The German Tool Museum

Tools for success

The German Tool Museum shows what people in the area have invented and developed over the years: from Stone Age clubs to high-tech tools in the computer age. It’s no secret that the museum is located in Remscheid. For centuries the town has been an important centre of tool manufacturing and the home of many inventors and creative minds. Countless tools have been – and are still being  exported from here all over the globe, thereby making Remscheid known throughout the world.

How to be a (temporary) toolmaker

When the steam engine in the German Tool Museum is set in motion the noise is impressively loud. The machine marked a decisive step forward in the development of toolmaking in Remscheid. At first people worked in the valleys with the help of water power, but from the middle of the 19th century they finally had access to a source of energy which was independent of any particular locality and could be used to produce tools in modern factories.

The museum has a lot of things for visitors to discover and – literally – to grasp. There are places where you can test your skills at being a lathe operator, a locksmith or a file cutter and try out the original tools.

How merchants lived

The adjacent Haus Cleff museum tells visitors about the lives of the merchants who sold the tools abroad. Haus Cleff was built in rococo style in 1778/1779.

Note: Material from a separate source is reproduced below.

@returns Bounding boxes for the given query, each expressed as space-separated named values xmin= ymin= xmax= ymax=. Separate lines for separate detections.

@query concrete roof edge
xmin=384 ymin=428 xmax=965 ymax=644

In the beginning was waterpower

In the Steffenshammer building you can find out how everything began with waterpower. The old blacksmith’s workshop is situated in the Gelpe valley, around 15 minutes walk from the German Tool Museum. During the summer months the old water wheel rotates on regular occasions and blacksmiths work here.

The Trail of Tools

The Trail of Tools begins only a few minutes walk away from the German Tool Museum. It allows visitors to get a palpable idea of industrial heritage from the perspective of the railway, and also provides information on firms and their products.

The roots of the Remscheid tool industry lay in the streams running along the valley. With the help of hydraulic power high-class steel was forged and processed there. The invention of the steam engine around 1850 made manufacturers independent of this form of energy. Factories now expanded along the hills like a belt around the town centre of Remscheid. From there the goods and raw materials were transported elsewhere by rail.

The railway is now part of the past and its track has been completely redesigned as a trail for pedestrians and cyclists. Markings in the path show passers-by products made by local companies.